Role of the upper branch of the hour-glass magnetic spectrum in the formation of the main kink in the electronic dispersion of high-T$_\text{c}$ cuprate superconductors

Phys. Rev. B 93, 144501 (2016) We investigate the electronic dispersion of the high-T$_{\mathrm{c}}$ cuprate superconductors using the fully self-consistent version of the phenomenological model, where charge planar quasiparticles are coupled to spin fluctuations. The inputs we use ---the underlying (bare) band structure and the spin susceptibility $\chi$--- are extracted from fits of angle resolved photoemission and inelastic neutron scattering data of underdoped YBa$_{2}$Cu$_{3}$O$_{6.6}$ by T. Dahm and coworkers (T. Dahm et al., Nat. Phys. 5, 217 (2009)).

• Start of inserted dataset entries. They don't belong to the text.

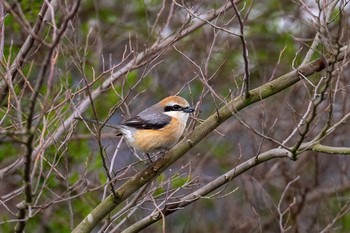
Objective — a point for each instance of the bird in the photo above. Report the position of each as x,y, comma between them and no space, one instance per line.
158,127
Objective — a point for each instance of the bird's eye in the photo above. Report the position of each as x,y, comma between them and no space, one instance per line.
176,107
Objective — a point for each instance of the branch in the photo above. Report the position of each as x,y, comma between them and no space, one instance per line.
245,89
140,59
235,105
206,189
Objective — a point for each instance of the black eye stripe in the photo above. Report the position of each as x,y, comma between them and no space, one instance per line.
173,108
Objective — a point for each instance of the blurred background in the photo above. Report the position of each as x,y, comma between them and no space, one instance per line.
207,68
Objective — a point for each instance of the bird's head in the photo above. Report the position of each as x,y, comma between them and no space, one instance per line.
177,107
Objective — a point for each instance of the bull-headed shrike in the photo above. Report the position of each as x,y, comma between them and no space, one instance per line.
158,127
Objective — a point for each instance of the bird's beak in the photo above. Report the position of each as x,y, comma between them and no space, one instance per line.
188,110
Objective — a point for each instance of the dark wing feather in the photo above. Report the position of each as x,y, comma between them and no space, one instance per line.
148,121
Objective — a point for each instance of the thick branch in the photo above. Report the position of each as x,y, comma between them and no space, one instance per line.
237,104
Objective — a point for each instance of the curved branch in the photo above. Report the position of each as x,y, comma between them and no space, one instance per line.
235,105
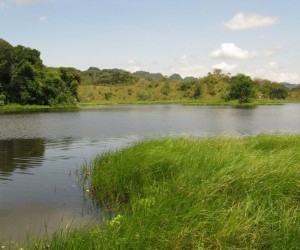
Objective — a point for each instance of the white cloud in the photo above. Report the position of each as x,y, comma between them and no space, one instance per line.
225,67
25,2
184,59
245,21
195,70
231,51
43,18
270,51
283,77
271,65
132,66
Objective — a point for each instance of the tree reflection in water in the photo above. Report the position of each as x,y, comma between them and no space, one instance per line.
20,154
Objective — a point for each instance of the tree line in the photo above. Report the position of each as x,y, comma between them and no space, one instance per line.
24,79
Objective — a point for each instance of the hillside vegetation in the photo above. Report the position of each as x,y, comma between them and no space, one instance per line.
25,80
214,193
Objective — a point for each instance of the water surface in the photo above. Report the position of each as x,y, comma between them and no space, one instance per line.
40,153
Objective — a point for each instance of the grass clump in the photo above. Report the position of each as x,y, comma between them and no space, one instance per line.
215,193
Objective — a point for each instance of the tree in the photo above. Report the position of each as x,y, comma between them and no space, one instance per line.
5,61
26,67
241,88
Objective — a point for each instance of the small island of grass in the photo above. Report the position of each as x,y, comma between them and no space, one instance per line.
183,193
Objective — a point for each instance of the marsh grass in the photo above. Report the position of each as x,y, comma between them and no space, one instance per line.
214,193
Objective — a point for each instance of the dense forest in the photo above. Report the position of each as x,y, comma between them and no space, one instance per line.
24,79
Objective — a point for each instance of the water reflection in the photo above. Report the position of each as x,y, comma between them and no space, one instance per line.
18,154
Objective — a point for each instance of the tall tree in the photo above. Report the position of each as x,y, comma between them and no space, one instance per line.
241,88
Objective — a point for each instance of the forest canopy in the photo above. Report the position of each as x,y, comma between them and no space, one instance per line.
24,79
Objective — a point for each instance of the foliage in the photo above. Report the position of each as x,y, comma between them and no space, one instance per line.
241,88
165,90
198,91
107,77
25,80
272,90
214,193
175,77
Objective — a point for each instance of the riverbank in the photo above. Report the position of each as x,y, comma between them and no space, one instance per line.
214,193
34,108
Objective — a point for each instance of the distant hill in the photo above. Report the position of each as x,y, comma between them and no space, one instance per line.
290,85
148,75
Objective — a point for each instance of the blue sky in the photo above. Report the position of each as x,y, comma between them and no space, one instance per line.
190,37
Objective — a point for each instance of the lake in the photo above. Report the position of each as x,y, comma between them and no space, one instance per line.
41,153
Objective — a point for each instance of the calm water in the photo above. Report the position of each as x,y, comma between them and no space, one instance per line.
40,153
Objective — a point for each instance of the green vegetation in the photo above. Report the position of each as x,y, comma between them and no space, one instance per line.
214,193
25,80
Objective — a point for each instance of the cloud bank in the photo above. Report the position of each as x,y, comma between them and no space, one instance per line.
243,21
231,51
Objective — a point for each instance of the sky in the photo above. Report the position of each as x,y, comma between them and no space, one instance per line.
259,38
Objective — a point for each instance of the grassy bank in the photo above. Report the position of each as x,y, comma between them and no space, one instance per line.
34,108
218,193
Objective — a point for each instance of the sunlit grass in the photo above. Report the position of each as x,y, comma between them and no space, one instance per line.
214,193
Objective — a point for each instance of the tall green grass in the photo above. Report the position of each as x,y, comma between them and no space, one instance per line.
214,193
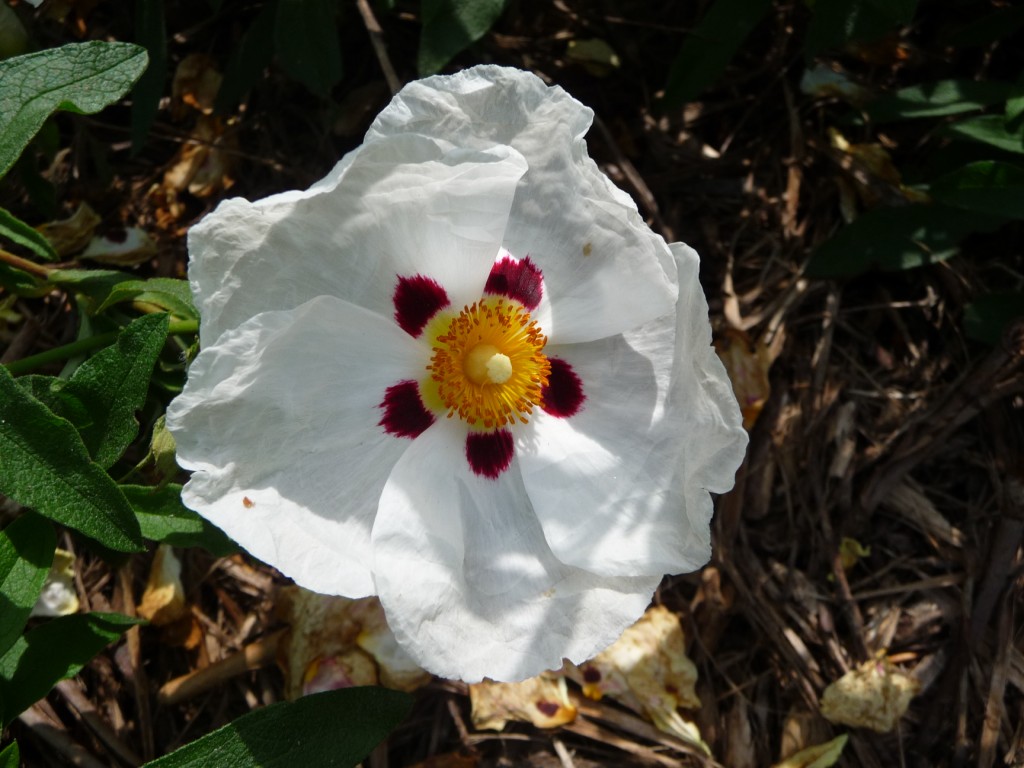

Our main results are: (i) We have confirmed the finding by T. Dahm and coworkers that the main nodal kink is, for the present values of the input parameters, determined by the upper branch of the hour-glass of $\chi$. We demonstrate that the properties of the kink depend qualitatively on the strength of the charge-spin coupling. (ii) The effect of the resonance mode of $\chi$ on the electronic dispersion strongly depends on its kurtosis in the quasimomentum space. A low (high) kurtosis implies a negligible (considerable) effect of the mode on the dispersion in the near-nodal region. (iii) The energy of the kink decreases as a function of the angle $\theta$ between the Fermi surface cut and the nodal direction, in qualitative agreement with recent experimental observations. We clarify the trend and make a specific prediction concerning the angular dependence of the kink energy in underdoped YBa$_{2}$Cu$_{3}$O$_{6.6}$.